- Leeudoringstad Leeudoringstad
- Coordinates: 27°14′S 26°14′E﻿ / ﻿27.233°S 26.233°E
- Country: South Africa
- Province: North West
- District: Dr Kenneth Kaunda
- Municipality: Maquassi Hills

Area
- • Total: 5.63 km^{2} (2.17 sq mi)

Population (2011)
- • Total: 5,054
- • Density: 898/km^{2} (2,330/sq mi)

Racial makeup (2011)
- • Black African: 77.4%
- • Coloured: 1.3%
- • Indian/Asian: 0.8%
- • White: 20.1%
- • Other: 0.4%

First languages (2011)
- • Tswana: 57.0%
- • Afrikaans: 21.8%
- • Sotho: 10.4%
- • Xhosa: 4.1%
- • Other: 6.6%
- Time zone: UTC+2 (SAST)
- Postal code (street): 2640
- PO box: 2640
- Area code: 018 581

= Leeudoringstad =

Leeudoringstad (Afrikaans for Lion thorn city) is a small farming town situated on the main Cape Town - Johannesburg railway line in North West Province of South Africa.

==Origin==
Leeudoringstad was established on the farm Rietkuil on the 6 December 1920 and named after the Lion-thorn, the African Devil's Claw (Harpagophytum procumbens).

===Dynamite Disaster===
The town hit the headlines on 17 July 1932 when a train carrying 320 to 330 tons (previously incorrectly stated as 1,200 tons) of dynamite from the De Beers factory at Somerset West to the Witwatersrand exploded and flattened the town. Five people were killed.

According to A.P. Cartwright's "The Dynamite Company", a goods train delivering explosives from the Cape Explosives Factory to the Rand, with thirty-one trucks was loaded with 10685 cases. Just outside the station, about 1 km down the track, the driver noticed a cloud of smoke coming from one of the trucks in the middle of the train. He immediately stopped the train and was about to get down from the foot plate when a series of explosions occurred. The driver and his fireman escaped unharmed and managed to uncouple the engine and take it into the station to warn the people there that there could possibly be more explosions.

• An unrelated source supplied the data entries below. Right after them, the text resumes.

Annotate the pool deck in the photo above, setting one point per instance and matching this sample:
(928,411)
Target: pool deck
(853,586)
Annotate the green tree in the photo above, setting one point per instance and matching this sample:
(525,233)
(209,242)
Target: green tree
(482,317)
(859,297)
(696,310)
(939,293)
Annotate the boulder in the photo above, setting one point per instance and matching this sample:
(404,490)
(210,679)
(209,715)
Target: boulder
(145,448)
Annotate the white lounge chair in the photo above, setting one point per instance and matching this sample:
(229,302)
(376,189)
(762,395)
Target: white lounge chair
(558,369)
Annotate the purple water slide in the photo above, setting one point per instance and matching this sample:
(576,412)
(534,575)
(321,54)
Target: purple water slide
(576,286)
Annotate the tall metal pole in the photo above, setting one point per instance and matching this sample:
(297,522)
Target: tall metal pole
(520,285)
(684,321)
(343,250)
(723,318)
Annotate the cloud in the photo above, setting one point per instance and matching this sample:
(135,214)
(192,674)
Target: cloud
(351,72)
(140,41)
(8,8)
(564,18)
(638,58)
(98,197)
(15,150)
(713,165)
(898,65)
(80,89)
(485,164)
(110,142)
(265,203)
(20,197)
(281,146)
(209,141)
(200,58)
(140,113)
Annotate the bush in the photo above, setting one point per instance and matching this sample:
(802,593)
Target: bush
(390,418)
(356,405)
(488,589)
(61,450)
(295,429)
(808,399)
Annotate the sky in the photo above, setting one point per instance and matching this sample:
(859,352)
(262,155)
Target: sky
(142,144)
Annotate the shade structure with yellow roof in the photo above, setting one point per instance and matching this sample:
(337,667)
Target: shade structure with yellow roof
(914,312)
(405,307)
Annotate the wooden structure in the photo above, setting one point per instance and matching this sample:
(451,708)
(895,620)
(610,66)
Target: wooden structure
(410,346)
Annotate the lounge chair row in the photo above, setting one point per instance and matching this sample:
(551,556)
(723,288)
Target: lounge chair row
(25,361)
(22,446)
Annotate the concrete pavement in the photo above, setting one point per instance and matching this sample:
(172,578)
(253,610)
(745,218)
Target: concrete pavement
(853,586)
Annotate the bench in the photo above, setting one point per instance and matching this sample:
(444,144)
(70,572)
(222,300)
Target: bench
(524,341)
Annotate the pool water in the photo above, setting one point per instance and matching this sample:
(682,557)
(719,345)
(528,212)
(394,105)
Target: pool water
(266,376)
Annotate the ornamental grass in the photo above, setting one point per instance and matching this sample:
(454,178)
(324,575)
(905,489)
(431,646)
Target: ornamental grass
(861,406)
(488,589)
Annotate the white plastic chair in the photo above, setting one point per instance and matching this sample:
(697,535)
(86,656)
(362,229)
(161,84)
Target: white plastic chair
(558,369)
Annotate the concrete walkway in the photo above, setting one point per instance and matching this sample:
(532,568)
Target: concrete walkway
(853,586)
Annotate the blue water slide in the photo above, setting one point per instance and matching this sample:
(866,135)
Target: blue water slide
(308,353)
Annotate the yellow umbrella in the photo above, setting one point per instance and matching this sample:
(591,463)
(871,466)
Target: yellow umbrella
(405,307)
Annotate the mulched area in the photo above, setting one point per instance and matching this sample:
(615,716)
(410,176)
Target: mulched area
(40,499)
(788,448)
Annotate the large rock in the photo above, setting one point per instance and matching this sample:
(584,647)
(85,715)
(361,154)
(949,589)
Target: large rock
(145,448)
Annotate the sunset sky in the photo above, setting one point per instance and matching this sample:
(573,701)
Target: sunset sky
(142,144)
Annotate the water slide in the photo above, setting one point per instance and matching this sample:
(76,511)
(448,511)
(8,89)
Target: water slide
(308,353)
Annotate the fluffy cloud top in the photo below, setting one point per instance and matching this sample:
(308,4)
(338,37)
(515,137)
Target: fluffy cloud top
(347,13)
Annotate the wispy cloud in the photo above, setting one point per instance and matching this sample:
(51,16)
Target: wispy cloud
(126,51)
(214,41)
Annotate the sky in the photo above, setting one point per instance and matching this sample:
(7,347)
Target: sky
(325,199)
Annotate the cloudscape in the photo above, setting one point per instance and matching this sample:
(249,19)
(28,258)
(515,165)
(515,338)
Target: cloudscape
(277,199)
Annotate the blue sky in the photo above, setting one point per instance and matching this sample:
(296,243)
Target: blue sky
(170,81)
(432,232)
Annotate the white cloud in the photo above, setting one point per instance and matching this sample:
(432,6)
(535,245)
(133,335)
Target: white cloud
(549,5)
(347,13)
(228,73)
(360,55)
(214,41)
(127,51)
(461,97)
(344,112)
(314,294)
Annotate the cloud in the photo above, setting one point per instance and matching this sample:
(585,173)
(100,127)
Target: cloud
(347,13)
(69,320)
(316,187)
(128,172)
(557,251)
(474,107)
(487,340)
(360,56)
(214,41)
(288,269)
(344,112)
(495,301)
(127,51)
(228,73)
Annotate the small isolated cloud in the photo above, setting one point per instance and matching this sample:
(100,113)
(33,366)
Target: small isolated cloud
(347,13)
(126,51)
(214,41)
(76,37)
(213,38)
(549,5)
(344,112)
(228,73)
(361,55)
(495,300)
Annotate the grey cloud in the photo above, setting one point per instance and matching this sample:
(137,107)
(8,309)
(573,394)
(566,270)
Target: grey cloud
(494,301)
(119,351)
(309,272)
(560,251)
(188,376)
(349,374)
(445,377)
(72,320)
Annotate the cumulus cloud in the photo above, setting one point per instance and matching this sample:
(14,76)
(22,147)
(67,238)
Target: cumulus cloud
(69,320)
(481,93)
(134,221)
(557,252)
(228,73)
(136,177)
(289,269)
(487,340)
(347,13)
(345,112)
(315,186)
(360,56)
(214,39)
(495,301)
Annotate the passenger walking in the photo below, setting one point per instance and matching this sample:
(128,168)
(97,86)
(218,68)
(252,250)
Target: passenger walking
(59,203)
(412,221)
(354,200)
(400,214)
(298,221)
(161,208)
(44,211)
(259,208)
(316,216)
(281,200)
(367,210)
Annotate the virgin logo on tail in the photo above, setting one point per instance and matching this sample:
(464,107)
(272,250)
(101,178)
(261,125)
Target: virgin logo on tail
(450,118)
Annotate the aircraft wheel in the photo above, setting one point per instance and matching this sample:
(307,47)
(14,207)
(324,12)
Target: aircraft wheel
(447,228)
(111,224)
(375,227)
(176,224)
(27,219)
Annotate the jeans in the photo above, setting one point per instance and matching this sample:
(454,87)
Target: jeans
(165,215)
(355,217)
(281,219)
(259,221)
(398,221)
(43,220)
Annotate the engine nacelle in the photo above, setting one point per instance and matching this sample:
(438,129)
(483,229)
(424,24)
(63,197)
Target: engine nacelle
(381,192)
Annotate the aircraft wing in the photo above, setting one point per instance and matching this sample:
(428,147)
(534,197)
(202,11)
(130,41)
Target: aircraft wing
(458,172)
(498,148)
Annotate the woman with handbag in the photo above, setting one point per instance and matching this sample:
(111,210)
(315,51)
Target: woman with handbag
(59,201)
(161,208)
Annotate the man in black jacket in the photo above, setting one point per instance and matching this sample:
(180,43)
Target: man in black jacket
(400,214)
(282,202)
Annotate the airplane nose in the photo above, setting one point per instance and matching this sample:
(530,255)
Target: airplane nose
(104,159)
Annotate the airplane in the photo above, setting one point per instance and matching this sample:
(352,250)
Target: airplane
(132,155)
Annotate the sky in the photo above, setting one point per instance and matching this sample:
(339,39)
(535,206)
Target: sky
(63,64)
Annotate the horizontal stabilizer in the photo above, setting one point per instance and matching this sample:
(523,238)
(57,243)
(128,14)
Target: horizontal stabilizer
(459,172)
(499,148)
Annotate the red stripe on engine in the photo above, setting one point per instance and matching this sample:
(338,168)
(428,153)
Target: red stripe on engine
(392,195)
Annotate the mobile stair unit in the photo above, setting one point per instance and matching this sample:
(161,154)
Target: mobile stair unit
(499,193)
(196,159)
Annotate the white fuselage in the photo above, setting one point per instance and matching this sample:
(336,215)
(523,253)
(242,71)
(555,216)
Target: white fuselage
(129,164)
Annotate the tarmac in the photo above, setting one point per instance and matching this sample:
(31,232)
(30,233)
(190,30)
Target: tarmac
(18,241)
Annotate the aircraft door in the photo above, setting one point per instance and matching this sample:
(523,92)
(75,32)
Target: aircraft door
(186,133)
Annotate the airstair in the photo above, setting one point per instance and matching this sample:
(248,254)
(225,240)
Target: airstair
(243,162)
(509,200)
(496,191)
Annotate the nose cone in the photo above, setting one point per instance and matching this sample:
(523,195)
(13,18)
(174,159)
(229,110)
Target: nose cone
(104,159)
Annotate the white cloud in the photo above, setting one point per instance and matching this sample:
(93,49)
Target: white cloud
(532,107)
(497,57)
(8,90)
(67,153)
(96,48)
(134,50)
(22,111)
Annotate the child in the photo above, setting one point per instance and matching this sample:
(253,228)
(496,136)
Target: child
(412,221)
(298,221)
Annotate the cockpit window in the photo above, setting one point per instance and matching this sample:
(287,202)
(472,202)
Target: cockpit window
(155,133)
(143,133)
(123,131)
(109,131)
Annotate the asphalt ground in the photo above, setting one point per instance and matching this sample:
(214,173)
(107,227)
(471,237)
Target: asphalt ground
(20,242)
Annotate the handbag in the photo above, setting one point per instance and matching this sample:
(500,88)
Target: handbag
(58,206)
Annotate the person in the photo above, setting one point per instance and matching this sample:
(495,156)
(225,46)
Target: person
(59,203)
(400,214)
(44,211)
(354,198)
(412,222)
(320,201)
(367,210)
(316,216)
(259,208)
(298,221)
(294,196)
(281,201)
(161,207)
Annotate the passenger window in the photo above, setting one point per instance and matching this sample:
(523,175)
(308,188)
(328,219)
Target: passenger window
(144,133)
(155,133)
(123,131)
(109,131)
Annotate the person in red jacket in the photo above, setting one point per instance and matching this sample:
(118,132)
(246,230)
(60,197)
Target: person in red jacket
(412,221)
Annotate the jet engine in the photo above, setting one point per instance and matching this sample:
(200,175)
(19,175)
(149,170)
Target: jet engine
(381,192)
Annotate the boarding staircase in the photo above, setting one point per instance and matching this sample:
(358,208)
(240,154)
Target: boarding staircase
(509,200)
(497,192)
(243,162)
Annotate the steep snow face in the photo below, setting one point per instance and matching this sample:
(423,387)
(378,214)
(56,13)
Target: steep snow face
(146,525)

A nearby farm house received the full blast and four people in there were killed instantly as well as most of the livestock.

The board of inquiry found that the initial fire was due to the trailing axle of the first dynamite truck had become hot and ignited the grease and oil in the axle box. What saved the driver and fireman was that by regulation there had to be three empty trucks between the engine and the first explosives truck.

The paper, "The Star" of July 18, 1932 carried extensive articles.

===Agriculture===
Today, Leeudoringstad hosts the headquarters of Suidwes Landbou, one of the largest agricultural companies in South Africa.